# Hot And Cold Faucet For The Camp Kitchen



## RLP14 (Jun 18, 2009)

We just finished the installation of a hot/cold faucet in the camp kitchen of our 28BHS. The trailer did not have a faucet from the factory.
Pictures can be found here. Comments on the picture site are always welcome too!


----------



## Oregon_Camper (Sep 13, 2004)

Nice work indeed!!!!


----------



## RLP14 (Jun 18, 2009)

Oregon_Camper said:


> Nice work indeed!!!!


Thanks! We do most cooking outside the trailer and thus most of the cleanup is done out there too. We had tried a variety of things from heating water on a campfire to a water hose hooked to a "Y" at the campground water supply. This should simplify things a bit.


----------



## battalionchief3 (Jun 27, 2006)

So did you spray the kids or what?????

Nice job, I have not seen it mounted on the bottom. Mine is on the back wall just above where you put yours. I still need to put an outside shower in too. I have a good spot just no guts to cut a hole in the camper wall....


----------



## RLP14 (Jun 18, 2009)

battalionchief3 said:


> So did you spray the kids or what?????
> 
> Nice job, I have not seen it mounted on the bottom. Mine is on the back wall just above where you put yours. I still need to put an outside shower in too. I have a good spot just no guts to cut a hole in the camper wall....


Yes, I must say I let 'em have it.....but only with a very fine misty spray. It was well into the 90's so they were more than willing participants.

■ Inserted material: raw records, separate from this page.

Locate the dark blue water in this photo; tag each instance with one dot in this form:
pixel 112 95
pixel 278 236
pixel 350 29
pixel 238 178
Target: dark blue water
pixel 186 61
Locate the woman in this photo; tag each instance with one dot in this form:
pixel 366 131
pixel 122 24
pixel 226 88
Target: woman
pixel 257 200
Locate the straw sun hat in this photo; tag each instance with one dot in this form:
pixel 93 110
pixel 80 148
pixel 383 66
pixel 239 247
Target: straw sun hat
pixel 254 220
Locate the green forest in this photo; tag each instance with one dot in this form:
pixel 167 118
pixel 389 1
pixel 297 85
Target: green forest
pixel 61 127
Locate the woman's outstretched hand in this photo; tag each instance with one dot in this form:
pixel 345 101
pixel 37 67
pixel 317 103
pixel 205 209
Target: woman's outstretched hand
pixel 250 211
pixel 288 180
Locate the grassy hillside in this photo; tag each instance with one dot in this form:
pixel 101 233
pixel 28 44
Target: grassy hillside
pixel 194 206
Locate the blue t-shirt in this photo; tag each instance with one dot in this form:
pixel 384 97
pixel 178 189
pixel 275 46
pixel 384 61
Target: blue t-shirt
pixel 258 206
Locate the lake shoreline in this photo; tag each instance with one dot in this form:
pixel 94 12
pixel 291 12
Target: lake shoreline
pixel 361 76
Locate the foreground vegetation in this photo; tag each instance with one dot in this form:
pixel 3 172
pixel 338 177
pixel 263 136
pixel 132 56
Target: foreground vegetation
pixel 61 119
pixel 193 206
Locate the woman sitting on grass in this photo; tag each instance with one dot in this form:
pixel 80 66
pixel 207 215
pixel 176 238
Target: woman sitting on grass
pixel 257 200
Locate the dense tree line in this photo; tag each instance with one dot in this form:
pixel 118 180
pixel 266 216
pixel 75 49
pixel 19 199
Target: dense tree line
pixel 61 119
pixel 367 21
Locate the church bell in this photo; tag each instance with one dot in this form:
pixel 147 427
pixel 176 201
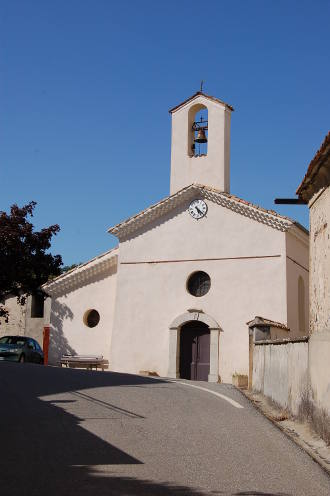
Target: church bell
pixel 201 136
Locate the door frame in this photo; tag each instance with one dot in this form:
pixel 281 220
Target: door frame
pixel 174 343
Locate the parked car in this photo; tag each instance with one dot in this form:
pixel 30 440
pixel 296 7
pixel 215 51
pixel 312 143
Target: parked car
pixel 20 349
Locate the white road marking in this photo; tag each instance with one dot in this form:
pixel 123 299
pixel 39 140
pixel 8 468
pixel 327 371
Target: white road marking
pixel 232 402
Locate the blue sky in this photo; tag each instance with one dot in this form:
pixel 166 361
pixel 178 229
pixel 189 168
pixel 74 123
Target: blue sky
pixel 85 88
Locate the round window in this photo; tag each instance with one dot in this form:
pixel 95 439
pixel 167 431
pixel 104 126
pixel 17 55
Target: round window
pixel 199 283
pixel 91 318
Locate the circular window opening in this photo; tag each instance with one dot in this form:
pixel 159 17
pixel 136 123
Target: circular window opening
pixel 199 283
pixel 91 318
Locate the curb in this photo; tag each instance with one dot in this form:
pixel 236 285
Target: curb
pixel 301 444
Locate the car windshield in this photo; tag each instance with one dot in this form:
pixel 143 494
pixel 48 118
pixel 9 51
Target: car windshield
pixel 17 340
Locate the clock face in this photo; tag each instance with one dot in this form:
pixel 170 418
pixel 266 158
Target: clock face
pixel 197 209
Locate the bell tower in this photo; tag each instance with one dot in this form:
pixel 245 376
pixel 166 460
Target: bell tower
pixel 200 147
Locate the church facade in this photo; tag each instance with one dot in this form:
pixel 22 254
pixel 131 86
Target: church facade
pixel 189 272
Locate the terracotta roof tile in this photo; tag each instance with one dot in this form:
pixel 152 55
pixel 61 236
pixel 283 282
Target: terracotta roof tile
pixel 195 95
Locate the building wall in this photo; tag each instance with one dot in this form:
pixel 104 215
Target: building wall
pixel 34 325
pixel 297 251
pixel 320 262
pixel 16 320
pixel 152 276
pixel 68 333
pixel 319 353
pixel 281 373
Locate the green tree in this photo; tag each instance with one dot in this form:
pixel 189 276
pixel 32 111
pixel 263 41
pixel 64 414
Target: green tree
pixel 25 263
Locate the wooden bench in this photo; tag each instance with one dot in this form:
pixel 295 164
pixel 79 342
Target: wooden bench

I understand about cutting holes in a perfectly sound wall! I could only do this knowing some trailers came with a faucet in the vicinity of my mounting location. The trailer has the outside shower but it is on the left, rear area. We used it for a while to do the cooking and eating clean up duties. Thanks for the "nice job" compliment!!


----------



## OBcanOB (Aug 23, 2007)

We have a broken faucet that I need to replace, but I've been had trouble locating one that would allow for the brass fitting. Where did you get the parts you used? Great installation by the way


----------



## RLP14 (Jun 18, 2009)

OBcanOB said:


> We have a broken faucet that I need to replace, but I've been had trouble locating one that would allow for the brass fitting. Where did you get the parts you used? Great installation by the way


We got the set up from THIS company. I don't know if this is what you are looking for or if they might have what you need but check 'em out. Great customer service too! 
Thanks for the compliment


----------